Well here's a grim 'un to get me started with the Booker-thon 2006.
Robert Edric,in Gathering the Water, takes as his setting the bleak and very Bronte-esque Yorkshire moors in 1847 and the first person narrative of outsider Charles Weightman, employed as the overseer in the final stages of a project to flood the Forge Valley.
Weightman has serious doubts about the motives of his employers and the ethics of his project, plus a whole heap of emotional baggage of his own, as he sets about the eviction of the last inhabitants of the valley.
Winter closes in and the waters rise steadily as does the emotional intensity of the book, almost.

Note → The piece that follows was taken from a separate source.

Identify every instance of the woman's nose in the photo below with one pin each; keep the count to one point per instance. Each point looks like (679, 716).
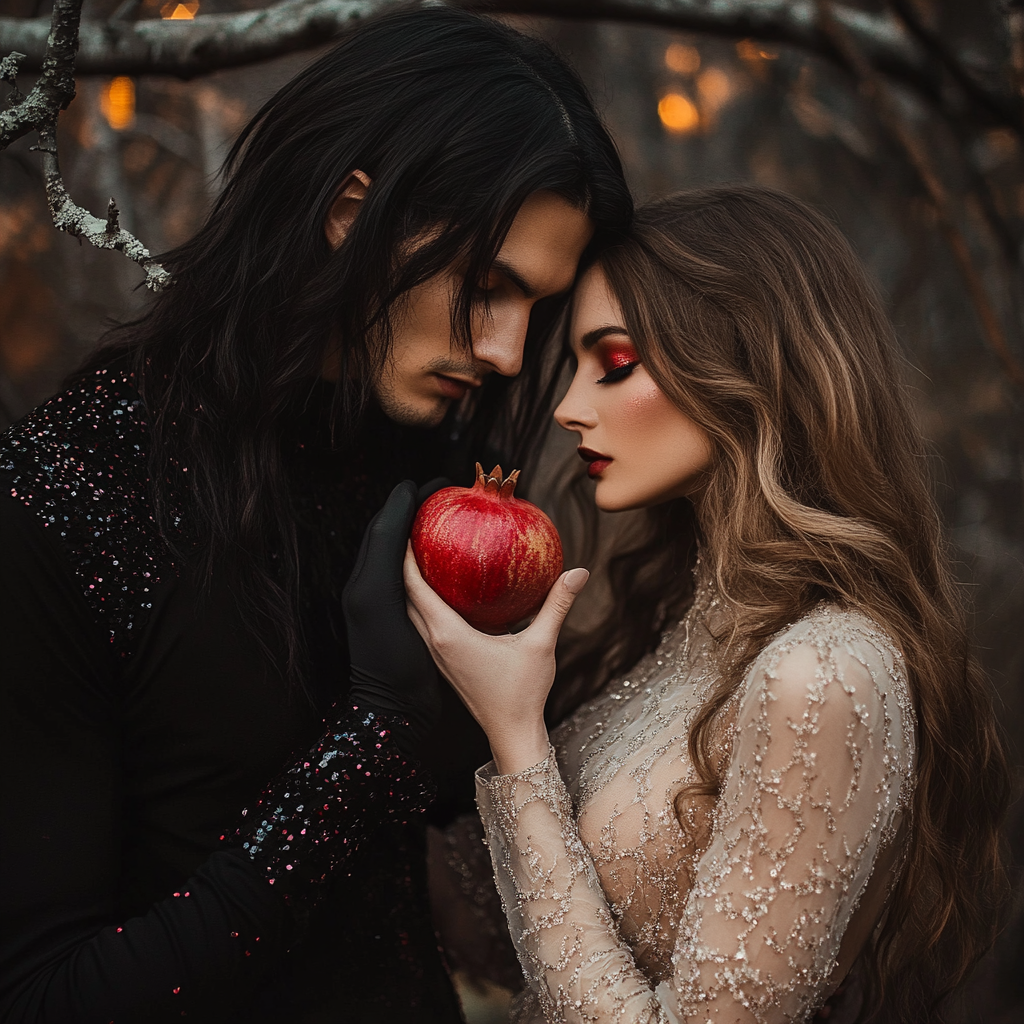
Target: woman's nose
(573, 412)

There was a good deal of Yorkshire grit and determination about all this and frequent bouts of that curt old Yorkshire way of using few words,all masquerading as gaps and silences for the reader to fill. Some of the book's potentially emotional moments just about engaged me, but only just, and for this reader the characters sadly stayed firmly rooted to the page.The sun does not shine in this book, to my recollection not a single moment of joy or delight, so if the gods of fortune have been smiling down on you for a while here's one to remind you just how awful life can be.
But hold on, what if that was the master plan? Because I did care more about the devastating take on progress and its effect on the lives of ordinary people and this perhaps is where Robert Edric's less is more strategy came good.
Interesting review in The Guardian which leaves me mystified. At times faint in its praise of the book and then that final twist,
"...nearly all the novel's procedural drawbacks are redeemed by the subtlety of its design. Always avoiding the bold declaration for the sideways glance, forever exchanging the promise of resolution for a lingering disquiet, its sparse materials can sometimes seem inadequate for the task in hand. Once again, though, Edric's architectural skills have produced an unexpectedly durable structure. Booker judges take note."
Difficult to make a shortlist verdict before I've even reached the wet sponge table in the Booker-thon 2006, but I'll stick my neck out and say this is not a strong contender and I'll eat a whole Yorkie bar if it makes the cut.